Amber index: setting the baseline for reporting

This is the first of regular updates on the progress of our networth. As I am not sure that on the internet I can stay Mr Amber Tree forever, my report will be using the amberindex. I plan to keep this index consistent over time, so that progress or regression can be spotted easily.

At the end of April, 2015 the amber index is at 283. Not bad, not bad

My numbers start from february 2015 only. This is the time when I started really to read FIRE blogs on a regular basis and saw the need to track in detail our net worth. Going back in time is not something that is now on my wishlist.


The big increase in the Amber Index is mainly due to a better view on my assets. It took some weeks to figure out what/where/how all was. Now that all of this clear, I expect to show a more realstic progress.

Going forward, I expect more spikes due to the nature of some investments that I have: mainly the branch 21 accounts. They only report once a year the increase in value. I do not find it usefull to try to guess in between the new value that they have.

I also decided not to include the mortgage as I do not include the value of our house either. The reason not to do this, is that in my current life, my house does not generates passive income. I think my net worth shuld be the assets that can work for me while I sleep.

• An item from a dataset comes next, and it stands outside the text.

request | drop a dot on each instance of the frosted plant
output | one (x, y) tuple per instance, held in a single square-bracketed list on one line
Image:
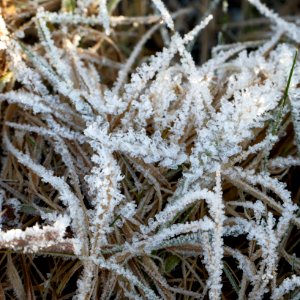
[(130, 178)]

Another category that is excluded for now is the pension saving from our employers. If I include them, I could either use the current value of the savings contract, or I could use the estimated value at retirement age. As this money is basicly locked down til the age of 67, I prefer not to see it now. As my Freedom day approaches, I will take a closer look to see how I could use this bonus in our advantage.

Lastly, I also exclude my emergency fund from this calculation. By doing so, I do not see the emergency fund and thus I am not tempted to use it for investments or other non emergency activity.

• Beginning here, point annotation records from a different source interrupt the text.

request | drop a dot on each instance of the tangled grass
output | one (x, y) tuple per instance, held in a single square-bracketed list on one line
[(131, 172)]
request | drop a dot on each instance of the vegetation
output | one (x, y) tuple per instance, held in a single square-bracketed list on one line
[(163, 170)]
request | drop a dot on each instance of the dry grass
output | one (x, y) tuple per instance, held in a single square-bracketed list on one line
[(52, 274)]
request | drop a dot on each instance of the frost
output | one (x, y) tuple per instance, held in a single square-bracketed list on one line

8 thoughts on “Amber index: setting the baseline for reporting

  1. AT,

    A random number sadly isn’t saying much, but it’s still nice to see the graph trend upward – well done! Maybe you could pick a % of your net worth goal and use that as the base number?

    Also, you could adjust your networth based on the TAK21 insurance accounts throughout the year as you effectively know the base interest rate beforehand. It takes some work, but it’ll smooth out the curve. People will start wondering why you have massive spikes at the beginning of th year otherwise.



    1. NMW,
      Thx for the feedback. I will look into replacing the randomness with a more tangible figure so that the readers can follow better my evolution
      for the TAK21, I could use a guesstimate . I have some 0pct guaranteed and bonus only TAK21 in my portfolio. I could use a wavenumber to smooth out the shocks.


  2. Hello ATL,

    Interesting approach to your reporting, as noted by NMW there is already an upward trend, which is encouraging!

    You could also consider normalizing your number and reporting vs you target number, this way it stays personal, but gives your readers a 0-100% range (100% being FIRE). Just a suggestion, good luck on the journey!


    1. Hey fsf, thx for stopping by.
      The past weekend i have updated my xls and will now report compared to my target amount. This way, readers will know where I am.